Alemtuzumab is as safe and effective as commonly used induction agents in preventing biopsy-confirmed acute rejection, reports a study published in the New England Journal of Medicine.

Antibody induction therapy enables early glucocorticoid withdrawal in renal transplant recipients. The most frequently used induction agents in the US have been rabbit antithymocyte globulin and basiliximab. Alemtuzumab is a newer agent developed in the UK. “Early results with alemtuzumab in the US were highly variable and created a lot of concerns about infectious complications, rejection, and how well patients did,” says investigator Michael Hanaway on behalf of the INTAC Study Group, who carried out the latest study following excellent results with the use of alemtuzumab from a 2005 study.

Renal transplant recipients from 30 centers in the USA were stratified according to immunological risk and randomly assigned to receive alemtuzumab or conventional induction therapy (basiliximab in patients at low immunological risk and rabbit antithymocyte globulin in patients at high risk of graft rejection). All patients received tacrolimus and mycophenolate mofetil as maintenance immunosuppression, and prednisolone was tapered and discontinued by day 5 after transplantation.

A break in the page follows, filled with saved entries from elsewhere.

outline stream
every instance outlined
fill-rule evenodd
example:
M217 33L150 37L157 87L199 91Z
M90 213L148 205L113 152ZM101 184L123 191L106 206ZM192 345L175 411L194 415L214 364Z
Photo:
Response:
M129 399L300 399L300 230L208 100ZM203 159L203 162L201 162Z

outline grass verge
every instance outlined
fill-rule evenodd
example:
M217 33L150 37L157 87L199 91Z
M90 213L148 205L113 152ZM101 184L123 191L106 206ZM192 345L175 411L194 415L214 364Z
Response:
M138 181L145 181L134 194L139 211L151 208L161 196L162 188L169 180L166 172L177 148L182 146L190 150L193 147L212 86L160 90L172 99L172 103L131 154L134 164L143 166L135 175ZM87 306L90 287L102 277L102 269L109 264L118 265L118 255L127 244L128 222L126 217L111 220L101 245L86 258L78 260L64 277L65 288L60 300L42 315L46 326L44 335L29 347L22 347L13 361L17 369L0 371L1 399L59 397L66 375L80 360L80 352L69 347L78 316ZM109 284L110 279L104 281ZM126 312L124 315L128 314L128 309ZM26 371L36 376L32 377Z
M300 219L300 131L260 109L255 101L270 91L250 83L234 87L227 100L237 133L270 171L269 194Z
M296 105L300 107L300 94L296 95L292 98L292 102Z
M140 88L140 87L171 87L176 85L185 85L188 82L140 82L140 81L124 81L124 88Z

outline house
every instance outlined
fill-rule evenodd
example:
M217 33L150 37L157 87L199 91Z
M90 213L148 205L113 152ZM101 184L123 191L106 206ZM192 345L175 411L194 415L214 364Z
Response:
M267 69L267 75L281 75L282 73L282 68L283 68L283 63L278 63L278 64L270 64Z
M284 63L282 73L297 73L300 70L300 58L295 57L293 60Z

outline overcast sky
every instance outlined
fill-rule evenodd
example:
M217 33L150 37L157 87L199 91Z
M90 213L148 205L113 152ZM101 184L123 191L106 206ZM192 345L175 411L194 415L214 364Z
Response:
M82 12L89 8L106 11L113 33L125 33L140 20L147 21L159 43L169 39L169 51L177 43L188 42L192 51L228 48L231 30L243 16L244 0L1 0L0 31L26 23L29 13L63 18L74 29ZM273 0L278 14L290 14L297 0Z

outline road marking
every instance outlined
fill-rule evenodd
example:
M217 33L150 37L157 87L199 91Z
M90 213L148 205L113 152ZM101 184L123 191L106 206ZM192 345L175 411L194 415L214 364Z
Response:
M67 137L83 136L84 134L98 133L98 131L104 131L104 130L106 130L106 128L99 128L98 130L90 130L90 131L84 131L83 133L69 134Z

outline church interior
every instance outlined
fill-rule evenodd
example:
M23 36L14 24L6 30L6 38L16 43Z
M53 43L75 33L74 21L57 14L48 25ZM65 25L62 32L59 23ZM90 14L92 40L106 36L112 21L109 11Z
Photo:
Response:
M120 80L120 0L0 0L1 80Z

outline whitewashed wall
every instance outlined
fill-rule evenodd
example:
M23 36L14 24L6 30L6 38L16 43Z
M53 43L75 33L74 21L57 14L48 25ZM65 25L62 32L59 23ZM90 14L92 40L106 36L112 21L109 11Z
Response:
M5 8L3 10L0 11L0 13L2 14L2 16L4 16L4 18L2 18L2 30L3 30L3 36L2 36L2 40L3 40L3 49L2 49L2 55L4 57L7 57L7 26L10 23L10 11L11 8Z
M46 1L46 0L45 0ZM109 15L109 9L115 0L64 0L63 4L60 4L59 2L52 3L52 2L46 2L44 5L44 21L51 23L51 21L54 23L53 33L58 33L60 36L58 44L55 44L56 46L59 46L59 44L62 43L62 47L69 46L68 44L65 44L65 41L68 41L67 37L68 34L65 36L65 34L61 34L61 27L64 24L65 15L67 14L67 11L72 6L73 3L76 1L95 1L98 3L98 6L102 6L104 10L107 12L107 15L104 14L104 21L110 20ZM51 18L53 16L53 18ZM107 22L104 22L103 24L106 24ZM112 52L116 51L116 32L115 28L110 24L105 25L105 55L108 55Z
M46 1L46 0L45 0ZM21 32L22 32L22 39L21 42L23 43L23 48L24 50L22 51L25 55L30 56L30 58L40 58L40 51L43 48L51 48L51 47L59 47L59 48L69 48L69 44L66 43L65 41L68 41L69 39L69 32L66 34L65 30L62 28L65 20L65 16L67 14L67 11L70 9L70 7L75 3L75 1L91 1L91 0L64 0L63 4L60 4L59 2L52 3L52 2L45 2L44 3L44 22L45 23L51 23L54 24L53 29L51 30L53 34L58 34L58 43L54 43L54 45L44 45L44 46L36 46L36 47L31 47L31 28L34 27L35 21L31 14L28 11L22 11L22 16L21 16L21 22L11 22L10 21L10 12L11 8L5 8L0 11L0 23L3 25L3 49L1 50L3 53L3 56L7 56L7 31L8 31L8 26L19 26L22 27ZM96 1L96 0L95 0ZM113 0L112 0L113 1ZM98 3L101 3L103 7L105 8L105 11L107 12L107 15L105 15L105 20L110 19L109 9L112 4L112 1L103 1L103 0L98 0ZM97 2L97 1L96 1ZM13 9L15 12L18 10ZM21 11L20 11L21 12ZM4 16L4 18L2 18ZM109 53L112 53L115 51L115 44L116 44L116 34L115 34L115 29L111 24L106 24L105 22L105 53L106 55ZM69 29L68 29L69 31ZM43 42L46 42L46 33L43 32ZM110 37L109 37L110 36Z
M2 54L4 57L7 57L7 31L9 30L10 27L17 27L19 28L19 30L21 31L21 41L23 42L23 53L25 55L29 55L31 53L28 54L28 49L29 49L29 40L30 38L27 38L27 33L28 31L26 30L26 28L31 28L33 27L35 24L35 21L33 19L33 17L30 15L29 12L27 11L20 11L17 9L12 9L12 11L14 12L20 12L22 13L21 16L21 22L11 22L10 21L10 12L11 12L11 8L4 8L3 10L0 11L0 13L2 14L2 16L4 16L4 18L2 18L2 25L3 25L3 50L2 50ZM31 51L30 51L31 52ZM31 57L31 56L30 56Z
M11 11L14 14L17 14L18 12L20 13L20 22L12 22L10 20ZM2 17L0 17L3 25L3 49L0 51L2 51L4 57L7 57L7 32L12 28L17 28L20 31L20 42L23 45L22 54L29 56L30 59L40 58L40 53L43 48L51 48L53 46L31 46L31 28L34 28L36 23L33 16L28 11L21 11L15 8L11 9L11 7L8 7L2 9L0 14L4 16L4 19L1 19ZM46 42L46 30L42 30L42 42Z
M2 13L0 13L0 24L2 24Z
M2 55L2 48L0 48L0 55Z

The primary end point was the rate of biopsy-confirmed acute rejection at 6 months and 12 months. Secondary end points included efficacy, patient and graft survival, and infection. Patients were followed for 3 years to assess long-term safety and efficacy.

...the rate of biopsy-confirmed acute rejection was significantly lower among patients receiving alemtuzumab...

Overall, the rate of biopsy-confirmed acute rejection was significantly lower among patients receiving alemtuzumab than among those receiving conventional therapy, at both 6 months (3% versus 15%) and 12 months (5% versus 17%). Subgroup analyses at 3 years showed that acute rejection rates were lower with alemtuzumab than with conventional therapy in the low-risk group, but among high-risk patients rates of biopsy-confirmed acute rejection were similar in the alemtuzumab and rabbit antithymocyte globulin groups. Late acute rejection (occurring between months 12 and 36 after transplantation) was more common in the alemtuzumab group than in the conventional therapy group (8% versus 3%), which prompted an accompanying editorial to note that use of alemtuzumab will require increased vigilance beyond the first year after transplantation.

Patient and graft survival were similar in conventional and alemtuzumab groups and the rates of infectious adverse events did not differ significantly.

“The questions not addressed in this study are how alemtuzumab compares with the other agents in terms of formation of antibodies against the donor kidney after transplantation,” says Hanaway. “Future research in this area needs to make antibody formation and rejection mediated by these antibodies a focal point.”